A superb quote regarding not actually lapine shoes, but so very nearly. =:)

Arashi no Yoru ni isn't just an anime.. ^_^

Interesting take on personal net.radio: Musicovery. Requires Flash, unfortunately, so it's strictly a browser-bound affair, and may or may not be open to non-OS X/Windows folks. Still, it's a novel approach.

[info]marko_the_rat might like to peek at some forthcoming Ratatouille books.

Album title for the day: Tim Koch's "Please don't tell me that's your Volvo".

One of the more daffy memes I've seen, so naturally it appealed: on your LJ user info, you'll see your ID number next to your name. Look that up in the US Patent Office's listings, and see what you're registered as. ^_^ I'm just a boring "air inlet device for internal combustion engines", from 1922. Whee, I suck!

Supposedly, Sony will not allow porn on Blu-Ray. As the brief article notes, "It does not matter how you stand to porn. It is here and it is a massive business. It is also an industry that is an early adopter for new media technology. VHS might not have won with out the adult film industry adopting it." That said, does the future of HD porn lie on either format - and there are others in the background as well - or with downloads? An hour of good quality 720p video using H.264 can fit into around 1GB - and whilst that might sound like a lot, with a low-end DSL connection of 2Mbps, that's about 90 mins to download. Scale up to a more usual 8Mbps, or a good cable connection, and that's all possible now, without any additional equipment required.

Torchwood season 1 finale: oh, gods, what bottomless pit of eternal hackery spewed forth such writing? A few good plot points - particularly the ending, and not just because it brought this to a close - but so much sheer wretchedness everywhere else. Was this some fanfic stinker that managed to slip into the script pile? (Ah, I see the writer was also reponsible for the execrable Cyberwoman, and the nearly-as-stinky second episode. Also Countrycide, which wasn't too bad) Still.. there was that rather delightful endcap to the season.

So, another chapter in SGI's history wraps up, with the last of their Mountain View offices closed; they're now all safely tucked away in Sunnyvale.
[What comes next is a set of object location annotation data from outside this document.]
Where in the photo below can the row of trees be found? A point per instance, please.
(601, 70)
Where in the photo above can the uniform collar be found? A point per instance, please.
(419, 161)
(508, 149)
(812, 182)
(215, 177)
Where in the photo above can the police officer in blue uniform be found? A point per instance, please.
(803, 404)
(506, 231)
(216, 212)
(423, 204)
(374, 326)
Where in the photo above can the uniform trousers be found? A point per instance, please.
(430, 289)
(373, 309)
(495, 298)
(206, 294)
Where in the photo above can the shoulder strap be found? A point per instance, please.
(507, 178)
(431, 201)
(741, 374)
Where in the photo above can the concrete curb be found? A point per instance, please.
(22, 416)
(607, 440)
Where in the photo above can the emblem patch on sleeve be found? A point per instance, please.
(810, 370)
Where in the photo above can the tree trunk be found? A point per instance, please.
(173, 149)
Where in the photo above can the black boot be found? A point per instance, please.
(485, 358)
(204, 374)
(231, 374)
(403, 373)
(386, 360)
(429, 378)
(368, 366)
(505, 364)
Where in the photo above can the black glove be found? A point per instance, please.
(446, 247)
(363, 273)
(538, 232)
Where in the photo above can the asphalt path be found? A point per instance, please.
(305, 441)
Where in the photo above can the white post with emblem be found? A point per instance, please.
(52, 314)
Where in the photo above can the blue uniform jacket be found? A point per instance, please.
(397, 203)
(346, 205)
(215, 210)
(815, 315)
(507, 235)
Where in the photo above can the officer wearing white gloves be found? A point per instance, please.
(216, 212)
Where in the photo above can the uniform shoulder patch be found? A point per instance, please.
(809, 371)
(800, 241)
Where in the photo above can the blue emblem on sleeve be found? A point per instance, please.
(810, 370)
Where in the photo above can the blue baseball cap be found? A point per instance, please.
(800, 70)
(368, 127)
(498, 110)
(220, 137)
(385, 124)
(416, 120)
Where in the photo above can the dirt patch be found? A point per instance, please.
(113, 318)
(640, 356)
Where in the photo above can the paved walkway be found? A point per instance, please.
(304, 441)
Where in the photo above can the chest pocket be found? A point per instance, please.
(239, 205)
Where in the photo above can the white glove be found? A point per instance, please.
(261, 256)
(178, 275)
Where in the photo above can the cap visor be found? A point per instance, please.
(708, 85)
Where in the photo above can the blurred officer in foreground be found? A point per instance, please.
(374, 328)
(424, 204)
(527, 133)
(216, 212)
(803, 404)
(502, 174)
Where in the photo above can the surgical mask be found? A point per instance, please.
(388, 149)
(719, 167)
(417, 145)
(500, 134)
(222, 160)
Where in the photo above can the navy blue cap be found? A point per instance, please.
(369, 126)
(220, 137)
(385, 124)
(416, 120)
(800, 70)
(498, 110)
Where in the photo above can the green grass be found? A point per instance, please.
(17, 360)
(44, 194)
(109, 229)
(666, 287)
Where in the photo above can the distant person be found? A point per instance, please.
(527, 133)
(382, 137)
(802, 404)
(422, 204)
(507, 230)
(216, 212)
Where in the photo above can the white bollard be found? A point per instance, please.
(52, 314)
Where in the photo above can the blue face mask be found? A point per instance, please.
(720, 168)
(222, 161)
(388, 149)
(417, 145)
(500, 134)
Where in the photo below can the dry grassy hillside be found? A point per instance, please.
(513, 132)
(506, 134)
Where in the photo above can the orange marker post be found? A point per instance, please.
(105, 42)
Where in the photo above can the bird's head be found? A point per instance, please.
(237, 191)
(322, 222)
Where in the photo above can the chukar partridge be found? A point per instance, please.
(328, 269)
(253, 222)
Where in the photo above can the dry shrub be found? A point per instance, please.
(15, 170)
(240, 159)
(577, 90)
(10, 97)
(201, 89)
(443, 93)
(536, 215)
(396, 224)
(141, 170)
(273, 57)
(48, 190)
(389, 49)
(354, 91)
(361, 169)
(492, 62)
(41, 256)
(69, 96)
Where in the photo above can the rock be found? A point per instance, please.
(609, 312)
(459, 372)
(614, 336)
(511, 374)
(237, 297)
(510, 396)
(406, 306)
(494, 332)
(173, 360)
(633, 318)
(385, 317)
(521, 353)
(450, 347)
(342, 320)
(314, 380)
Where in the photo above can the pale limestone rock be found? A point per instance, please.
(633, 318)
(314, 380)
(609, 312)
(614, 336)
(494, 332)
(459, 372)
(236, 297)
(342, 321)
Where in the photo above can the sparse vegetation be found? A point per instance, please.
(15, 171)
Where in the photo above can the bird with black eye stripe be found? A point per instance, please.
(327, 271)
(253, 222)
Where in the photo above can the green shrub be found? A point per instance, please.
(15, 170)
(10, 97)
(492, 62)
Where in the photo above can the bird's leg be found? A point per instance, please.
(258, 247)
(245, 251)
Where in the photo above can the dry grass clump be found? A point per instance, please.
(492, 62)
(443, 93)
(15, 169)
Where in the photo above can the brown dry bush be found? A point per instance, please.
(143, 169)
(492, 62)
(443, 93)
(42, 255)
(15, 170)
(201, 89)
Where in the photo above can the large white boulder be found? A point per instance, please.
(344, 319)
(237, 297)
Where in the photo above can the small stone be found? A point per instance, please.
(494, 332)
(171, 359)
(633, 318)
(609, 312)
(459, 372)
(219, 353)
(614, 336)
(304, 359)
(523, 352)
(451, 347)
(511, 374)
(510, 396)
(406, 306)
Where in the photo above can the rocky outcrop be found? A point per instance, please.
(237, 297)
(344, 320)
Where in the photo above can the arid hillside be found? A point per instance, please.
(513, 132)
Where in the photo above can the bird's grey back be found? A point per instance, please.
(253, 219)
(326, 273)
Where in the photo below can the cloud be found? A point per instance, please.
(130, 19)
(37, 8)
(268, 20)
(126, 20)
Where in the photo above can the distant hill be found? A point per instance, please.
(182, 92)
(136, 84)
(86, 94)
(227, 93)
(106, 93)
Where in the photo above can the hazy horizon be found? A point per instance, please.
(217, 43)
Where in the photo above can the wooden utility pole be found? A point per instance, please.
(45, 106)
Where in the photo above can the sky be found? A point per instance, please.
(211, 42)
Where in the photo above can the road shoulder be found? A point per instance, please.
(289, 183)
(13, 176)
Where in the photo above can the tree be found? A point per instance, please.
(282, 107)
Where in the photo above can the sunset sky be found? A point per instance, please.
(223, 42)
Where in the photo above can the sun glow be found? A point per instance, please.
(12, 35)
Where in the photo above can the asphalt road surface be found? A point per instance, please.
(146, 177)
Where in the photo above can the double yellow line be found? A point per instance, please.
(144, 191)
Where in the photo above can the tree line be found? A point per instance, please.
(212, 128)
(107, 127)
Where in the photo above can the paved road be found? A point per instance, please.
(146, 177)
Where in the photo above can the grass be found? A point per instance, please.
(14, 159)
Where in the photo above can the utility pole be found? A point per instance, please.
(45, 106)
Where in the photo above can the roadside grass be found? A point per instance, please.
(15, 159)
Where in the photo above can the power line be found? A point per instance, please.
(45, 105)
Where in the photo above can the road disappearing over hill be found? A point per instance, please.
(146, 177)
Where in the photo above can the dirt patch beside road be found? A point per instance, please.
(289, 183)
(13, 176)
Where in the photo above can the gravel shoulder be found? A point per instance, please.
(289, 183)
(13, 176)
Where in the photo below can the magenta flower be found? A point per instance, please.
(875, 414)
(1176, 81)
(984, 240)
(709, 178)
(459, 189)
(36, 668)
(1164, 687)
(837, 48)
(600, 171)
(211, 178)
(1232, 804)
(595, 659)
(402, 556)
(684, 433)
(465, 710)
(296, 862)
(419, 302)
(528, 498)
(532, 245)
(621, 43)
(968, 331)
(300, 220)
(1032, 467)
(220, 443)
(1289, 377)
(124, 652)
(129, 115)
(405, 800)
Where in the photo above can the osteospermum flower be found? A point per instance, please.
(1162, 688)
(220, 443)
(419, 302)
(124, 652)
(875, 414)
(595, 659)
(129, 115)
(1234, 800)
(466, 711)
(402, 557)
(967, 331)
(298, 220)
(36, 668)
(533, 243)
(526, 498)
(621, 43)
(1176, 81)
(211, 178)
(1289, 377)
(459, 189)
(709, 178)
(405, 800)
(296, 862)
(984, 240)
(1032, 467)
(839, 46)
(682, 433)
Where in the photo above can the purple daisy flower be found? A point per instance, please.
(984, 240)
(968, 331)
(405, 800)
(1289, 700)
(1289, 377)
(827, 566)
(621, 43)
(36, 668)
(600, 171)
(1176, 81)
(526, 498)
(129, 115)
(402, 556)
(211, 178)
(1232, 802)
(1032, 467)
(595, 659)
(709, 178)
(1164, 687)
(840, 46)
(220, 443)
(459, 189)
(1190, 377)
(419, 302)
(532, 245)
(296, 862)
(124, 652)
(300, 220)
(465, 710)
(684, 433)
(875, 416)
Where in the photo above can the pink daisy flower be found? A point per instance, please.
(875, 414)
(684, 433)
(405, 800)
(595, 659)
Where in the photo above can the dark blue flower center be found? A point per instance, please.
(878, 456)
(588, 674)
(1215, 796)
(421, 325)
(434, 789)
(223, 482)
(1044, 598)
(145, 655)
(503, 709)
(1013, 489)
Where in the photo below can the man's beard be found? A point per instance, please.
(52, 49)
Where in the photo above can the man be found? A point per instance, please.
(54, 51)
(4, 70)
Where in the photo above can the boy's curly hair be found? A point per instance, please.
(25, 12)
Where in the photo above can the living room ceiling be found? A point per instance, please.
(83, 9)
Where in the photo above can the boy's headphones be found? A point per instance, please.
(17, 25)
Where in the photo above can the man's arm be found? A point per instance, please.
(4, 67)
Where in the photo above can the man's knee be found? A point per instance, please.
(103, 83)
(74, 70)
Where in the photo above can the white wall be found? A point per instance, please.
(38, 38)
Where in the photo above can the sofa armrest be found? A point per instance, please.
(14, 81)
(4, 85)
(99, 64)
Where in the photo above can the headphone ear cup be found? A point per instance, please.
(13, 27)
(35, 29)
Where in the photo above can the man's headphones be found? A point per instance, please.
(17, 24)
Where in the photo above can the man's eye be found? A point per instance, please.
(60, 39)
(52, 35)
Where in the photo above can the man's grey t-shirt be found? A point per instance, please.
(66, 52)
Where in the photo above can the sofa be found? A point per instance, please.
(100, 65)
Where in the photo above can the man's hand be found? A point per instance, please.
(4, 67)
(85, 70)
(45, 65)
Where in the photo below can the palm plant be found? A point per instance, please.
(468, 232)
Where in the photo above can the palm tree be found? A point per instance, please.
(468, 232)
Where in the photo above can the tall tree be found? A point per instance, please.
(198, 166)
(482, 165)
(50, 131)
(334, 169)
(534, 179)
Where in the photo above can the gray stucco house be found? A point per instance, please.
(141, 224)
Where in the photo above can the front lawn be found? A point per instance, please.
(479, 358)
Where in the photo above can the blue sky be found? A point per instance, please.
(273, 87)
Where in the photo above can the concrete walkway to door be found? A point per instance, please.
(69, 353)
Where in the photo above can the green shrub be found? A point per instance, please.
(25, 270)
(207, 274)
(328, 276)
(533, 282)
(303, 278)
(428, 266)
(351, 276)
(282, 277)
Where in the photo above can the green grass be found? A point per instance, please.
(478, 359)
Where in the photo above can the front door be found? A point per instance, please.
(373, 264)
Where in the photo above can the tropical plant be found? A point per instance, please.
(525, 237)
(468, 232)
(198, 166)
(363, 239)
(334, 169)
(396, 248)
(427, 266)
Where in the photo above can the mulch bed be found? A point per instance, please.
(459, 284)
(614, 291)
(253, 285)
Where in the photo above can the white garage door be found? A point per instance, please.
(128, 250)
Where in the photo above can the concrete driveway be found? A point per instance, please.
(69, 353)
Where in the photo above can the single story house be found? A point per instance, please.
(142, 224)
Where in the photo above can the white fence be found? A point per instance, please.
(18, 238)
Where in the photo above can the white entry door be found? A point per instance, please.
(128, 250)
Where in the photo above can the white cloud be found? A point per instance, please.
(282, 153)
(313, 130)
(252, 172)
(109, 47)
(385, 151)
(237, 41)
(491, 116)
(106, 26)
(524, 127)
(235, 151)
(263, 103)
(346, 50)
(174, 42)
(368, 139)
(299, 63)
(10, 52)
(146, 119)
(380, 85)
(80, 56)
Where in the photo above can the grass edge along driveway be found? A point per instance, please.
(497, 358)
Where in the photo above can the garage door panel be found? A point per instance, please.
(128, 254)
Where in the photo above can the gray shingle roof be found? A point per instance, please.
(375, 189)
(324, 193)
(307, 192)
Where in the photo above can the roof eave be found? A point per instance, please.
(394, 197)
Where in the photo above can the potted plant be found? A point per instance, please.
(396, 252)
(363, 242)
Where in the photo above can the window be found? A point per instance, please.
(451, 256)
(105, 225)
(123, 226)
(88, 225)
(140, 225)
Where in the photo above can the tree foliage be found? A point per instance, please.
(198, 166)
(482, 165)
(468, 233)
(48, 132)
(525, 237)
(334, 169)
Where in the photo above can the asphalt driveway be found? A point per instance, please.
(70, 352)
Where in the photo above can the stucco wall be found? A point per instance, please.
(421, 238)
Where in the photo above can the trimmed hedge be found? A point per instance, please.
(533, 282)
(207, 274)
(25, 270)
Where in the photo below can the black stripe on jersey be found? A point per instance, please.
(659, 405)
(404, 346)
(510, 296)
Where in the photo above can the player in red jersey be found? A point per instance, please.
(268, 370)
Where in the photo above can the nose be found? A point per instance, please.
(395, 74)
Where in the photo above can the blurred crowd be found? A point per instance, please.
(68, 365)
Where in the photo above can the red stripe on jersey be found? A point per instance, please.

I only managed to visit a couple times, including one occasion where I visited FurToonia's new home, having handed it over (with almost no downtime, yay!) from tbyte to the paws of another wizard who was working at SGI at the time, deep in their network bowels.

I'm impressed by the level of detail exhibited in Wikipedia's entry on "porn".

Rather a cool photo: a man with 800 acupuncture needles applied to his head.


Enjoying a little relaxation in the spa built within the massive ribcage of a long-expired creature.